Haus of Kühl, a noite única apoiada pela Jägermeister que se tornou uma das datas mais aguardadas de Joanesburgo, tomou conta do Victoria Yards em Lorentzville no fim de semana de 24 e 25 de julho, segundo a TimesLIVE e a Texx and the City. As duas fases de ingressos se esgotaram antes mesmo do fim de semana: a fase 1 esgotou primeiro, e a fase 2, aberta em junho para atender à demanda, também se esgotou. A equipe de marketing da Jägermeister nomeou cinco artistas como seus “Haus of Kühl Meisters” oficiais: Young Stunna, Focalistic, Fokofpolisiekar, KMAT e Van Pletzen, apoiados por um line-up complementar que inclui Atmos Blaq, Njelic, Sam Deep, 031 Choppa com Uncool, Yolophonik, Deniece Marz e BeatsByChe, distribuídos por vários palcos com instalações artísticas integradas ao espaço do Victoria Yards.

Esse line-up mistura gêneros de propósito: o amapiano convive com hip hop, música eletrônica e rock alternativo afrikaans, exatamente o formato que os maiores eventos sul-africanos têm adotado, ao contrário do modelo de festival de gênero único em que os atos house e amapiano exportáveis costumam ser reservados assim que saem do país.

Quem é a KMAT, e o que ela está realmente prometendo?

Entre os cinco Meisters, KMAT é quem carrega mais peso do lado eletrônico. Criada em Soshanguve, começou a tocar em 2020, foi eleita Produtora do Ano 2024 pela DJ Mag South Africa, somou duas indicações ao MMA, e já se apresentou no International Music Summit de Ibiza, o grande encontro anual da indústria dance. Ela disse à TimesLIVE que quer “se emocionar” e “emocionar o público”, mesmo que isso signifique tocar “fora do que normalmente se ouve e se toca”, e que já está cansada de ser “encaixotada e colocada em disputa com outras mulheres quando é uma artista além do seu gênero”. Sobre o que está preparando para o Haus of Kühl, permaneceu propositalmente vaga.

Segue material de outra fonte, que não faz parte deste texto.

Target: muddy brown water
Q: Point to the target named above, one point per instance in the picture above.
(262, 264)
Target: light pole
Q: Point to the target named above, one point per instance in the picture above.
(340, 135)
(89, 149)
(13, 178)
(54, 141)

"Preciso guardar como surpresa. Estamos preparando algo especial para o público.", KMAT à TimesLIVE

Ela não deu mais detalhes, e nenhum dos dois veículos trouxe informações adicionais antes do show.

Por que o resto da cena deveria se importar com um esgotamento que ninguém viu chegar?

Essa é a verdadeira história: um evento em escala Jägermeister, encabeçado em parte por uma DJ com credenciais em Ibiza, esgotou os ingressos duas vezes num mercado que a imprensa dance internacional mal acompanha no dia a dia. Os artistas de amapiano e afro house sul-africanos são levados para fora, reservados nos grandes festivais europeus e noticiados assim que pisam lá; a cena local que efetivamente os produz, e que lota suas próprias casas sem precisar dessa validação externa, quase não recebe cobertura até que um veículo local aponte isso depois do fato. Joanesburgo não está esperando a imprensa dance ocidental perceber que tem um underground funcional, que vende seus próprios ingressos sozinho. Ela já tem.